After service with the 49th Fighter-Interceptor Squadron, the Cornfield Bomber retired to the Air Force museum in August 1986. (National Museum of the U.S. Air Force)
After service with the forty ninth Fighter-Interceptor Squadron, the Cornfield Bomber retired to the Air Power museum in August 1986. (Nationwide Museum of the U.S. Air Power)

Absolutely coached on easy methods to pull the facility lever again to idle cutoff and switch off the grasp swap, the sheriff climbed the cockpit steps simply because the F-106, its scorching engine having melted the snow beneath the fuselage, started a jerky slide throughout the sector. Now it was the sheriff’s flip to bail out. He determined ready till all of the gas had been expended made extra sense than taking part in immediate jet pilot. In the end, the empty Con­vair traveled some 400 ft on its stomach earlier than it ran out of gas. Pilot Foust, in the meantime, who was unhurt, was rescued by snowmobilers.

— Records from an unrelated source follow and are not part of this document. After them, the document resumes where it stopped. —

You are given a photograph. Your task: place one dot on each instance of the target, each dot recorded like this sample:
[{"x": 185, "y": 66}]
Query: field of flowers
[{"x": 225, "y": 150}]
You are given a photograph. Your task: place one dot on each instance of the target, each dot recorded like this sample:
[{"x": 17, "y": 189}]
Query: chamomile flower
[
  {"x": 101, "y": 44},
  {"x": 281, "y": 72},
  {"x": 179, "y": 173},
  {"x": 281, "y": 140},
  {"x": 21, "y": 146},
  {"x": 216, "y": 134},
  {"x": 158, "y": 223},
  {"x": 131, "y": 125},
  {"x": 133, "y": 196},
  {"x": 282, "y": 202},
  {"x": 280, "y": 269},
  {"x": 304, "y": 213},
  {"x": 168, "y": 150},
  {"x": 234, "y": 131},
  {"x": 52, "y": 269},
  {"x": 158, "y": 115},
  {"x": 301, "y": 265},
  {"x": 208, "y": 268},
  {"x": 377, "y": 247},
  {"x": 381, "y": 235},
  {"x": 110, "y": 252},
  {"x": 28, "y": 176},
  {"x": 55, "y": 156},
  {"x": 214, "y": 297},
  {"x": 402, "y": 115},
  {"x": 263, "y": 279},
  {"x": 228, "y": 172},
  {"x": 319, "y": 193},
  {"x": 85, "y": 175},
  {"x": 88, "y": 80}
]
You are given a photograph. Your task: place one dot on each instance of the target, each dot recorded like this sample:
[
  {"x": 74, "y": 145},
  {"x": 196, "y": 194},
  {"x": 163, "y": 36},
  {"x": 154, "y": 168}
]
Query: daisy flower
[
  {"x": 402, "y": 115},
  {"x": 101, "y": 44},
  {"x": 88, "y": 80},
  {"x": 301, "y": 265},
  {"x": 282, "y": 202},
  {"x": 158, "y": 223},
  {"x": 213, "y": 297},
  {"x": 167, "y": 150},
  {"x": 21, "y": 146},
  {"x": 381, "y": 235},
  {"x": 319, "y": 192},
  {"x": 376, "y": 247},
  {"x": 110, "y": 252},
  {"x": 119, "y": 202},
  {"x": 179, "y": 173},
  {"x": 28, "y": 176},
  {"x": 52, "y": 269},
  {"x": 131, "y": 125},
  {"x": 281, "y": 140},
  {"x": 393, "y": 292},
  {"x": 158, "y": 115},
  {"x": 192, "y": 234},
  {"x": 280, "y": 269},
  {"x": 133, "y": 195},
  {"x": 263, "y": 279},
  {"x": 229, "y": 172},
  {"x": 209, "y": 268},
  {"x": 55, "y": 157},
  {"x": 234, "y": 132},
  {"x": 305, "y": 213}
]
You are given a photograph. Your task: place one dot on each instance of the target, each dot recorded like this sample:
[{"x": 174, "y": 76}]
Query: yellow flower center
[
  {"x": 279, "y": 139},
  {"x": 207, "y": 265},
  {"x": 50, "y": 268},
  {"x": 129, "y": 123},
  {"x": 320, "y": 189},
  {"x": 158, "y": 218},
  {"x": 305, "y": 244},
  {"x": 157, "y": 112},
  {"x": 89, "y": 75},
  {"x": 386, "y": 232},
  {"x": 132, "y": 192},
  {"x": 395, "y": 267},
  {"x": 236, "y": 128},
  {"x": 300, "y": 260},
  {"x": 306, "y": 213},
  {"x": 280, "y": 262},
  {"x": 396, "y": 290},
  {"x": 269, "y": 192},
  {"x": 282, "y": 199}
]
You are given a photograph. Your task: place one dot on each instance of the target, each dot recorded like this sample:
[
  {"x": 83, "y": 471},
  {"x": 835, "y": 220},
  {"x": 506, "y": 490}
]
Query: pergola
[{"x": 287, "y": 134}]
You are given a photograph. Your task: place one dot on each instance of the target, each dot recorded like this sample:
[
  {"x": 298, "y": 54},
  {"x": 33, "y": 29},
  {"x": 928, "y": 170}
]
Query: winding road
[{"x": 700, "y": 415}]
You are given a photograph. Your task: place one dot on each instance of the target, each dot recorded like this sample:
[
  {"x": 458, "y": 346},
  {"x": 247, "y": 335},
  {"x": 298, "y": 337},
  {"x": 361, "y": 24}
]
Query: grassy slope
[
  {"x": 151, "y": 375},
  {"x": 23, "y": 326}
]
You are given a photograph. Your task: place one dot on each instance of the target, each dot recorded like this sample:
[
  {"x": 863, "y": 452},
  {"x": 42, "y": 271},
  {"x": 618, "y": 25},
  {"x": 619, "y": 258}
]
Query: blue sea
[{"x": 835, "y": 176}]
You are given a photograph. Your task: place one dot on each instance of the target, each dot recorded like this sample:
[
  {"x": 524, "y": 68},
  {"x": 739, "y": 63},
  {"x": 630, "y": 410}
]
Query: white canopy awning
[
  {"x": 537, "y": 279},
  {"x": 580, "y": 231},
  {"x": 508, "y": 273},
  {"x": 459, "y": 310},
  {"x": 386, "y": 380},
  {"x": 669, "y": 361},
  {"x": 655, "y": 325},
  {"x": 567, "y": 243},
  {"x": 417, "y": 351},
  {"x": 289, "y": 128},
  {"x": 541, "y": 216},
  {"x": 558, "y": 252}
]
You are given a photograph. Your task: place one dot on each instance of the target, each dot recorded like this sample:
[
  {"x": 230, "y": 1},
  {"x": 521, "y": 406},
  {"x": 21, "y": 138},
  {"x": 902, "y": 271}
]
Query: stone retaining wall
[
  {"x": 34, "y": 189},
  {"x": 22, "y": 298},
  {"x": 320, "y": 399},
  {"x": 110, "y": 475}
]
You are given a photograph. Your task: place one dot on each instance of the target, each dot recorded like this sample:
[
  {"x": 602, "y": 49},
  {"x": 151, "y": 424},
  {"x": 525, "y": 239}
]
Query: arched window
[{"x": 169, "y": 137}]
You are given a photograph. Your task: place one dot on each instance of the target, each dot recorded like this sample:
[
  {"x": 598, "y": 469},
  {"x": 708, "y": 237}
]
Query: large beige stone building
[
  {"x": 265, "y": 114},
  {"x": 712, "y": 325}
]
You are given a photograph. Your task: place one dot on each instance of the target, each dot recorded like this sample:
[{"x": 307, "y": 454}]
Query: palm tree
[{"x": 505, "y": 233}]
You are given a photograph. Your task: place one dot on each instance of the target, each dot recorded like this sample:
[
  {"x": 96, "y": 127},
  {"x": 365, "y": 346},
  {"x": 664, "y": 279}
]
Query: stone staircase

Thankfully, the F-106’s unpredictability persuaded all of the gathering spectators to face clear, for the reason that highly effective radar within the Convair’s nostril was nonetheless sweeping forwards and backwards with microwave-oven depth that will have been harmful to anyone standing in entrance of the nostril. An Air Power restoration crew quickly retrieved the airplane, although one pilot reportedly mentioned that if there had been simply barely much less harm to the stomach, he’d have been blissful to fly it out. The Delta Dart, its wings eliminated, was despatched to storage at Davis Monthan AFB on a railroad flatcar, and sat within the Arizona solar till the late ’70s, when it was not solely repaired however given a number of avionics upgrades. It was re­turned to service with the forty ninth Fighter-Interceptor Squadron, the final Air Power unit to function F-106s. (Its authentic squadron, the 71st FIS, had been disbanded.)

As we speak the Cornfield Bomber sits within the Nationwide Museum of the U.S. Air Power, in Dayton, Ohio. It’s nonetheless painted within the colours of the forty ninth, and to this present day some members of that unit want it had been restored as a 71st FIS airplane, simply so no person will get the concept it was one among their guys who jumped out of a superbly good airplane. J

 

Frequent contributor Stephan Wilkinson has piloted almost 120 plane varieties, however has solely parachuted from an airplane as soon as—and he’d prefer to maintain it that method. “I got here inside an ace of turning into a garden dart,” he says of the expertise.

This characteristic initially appeared within the September 2012 difficulty of Aviation Historical past.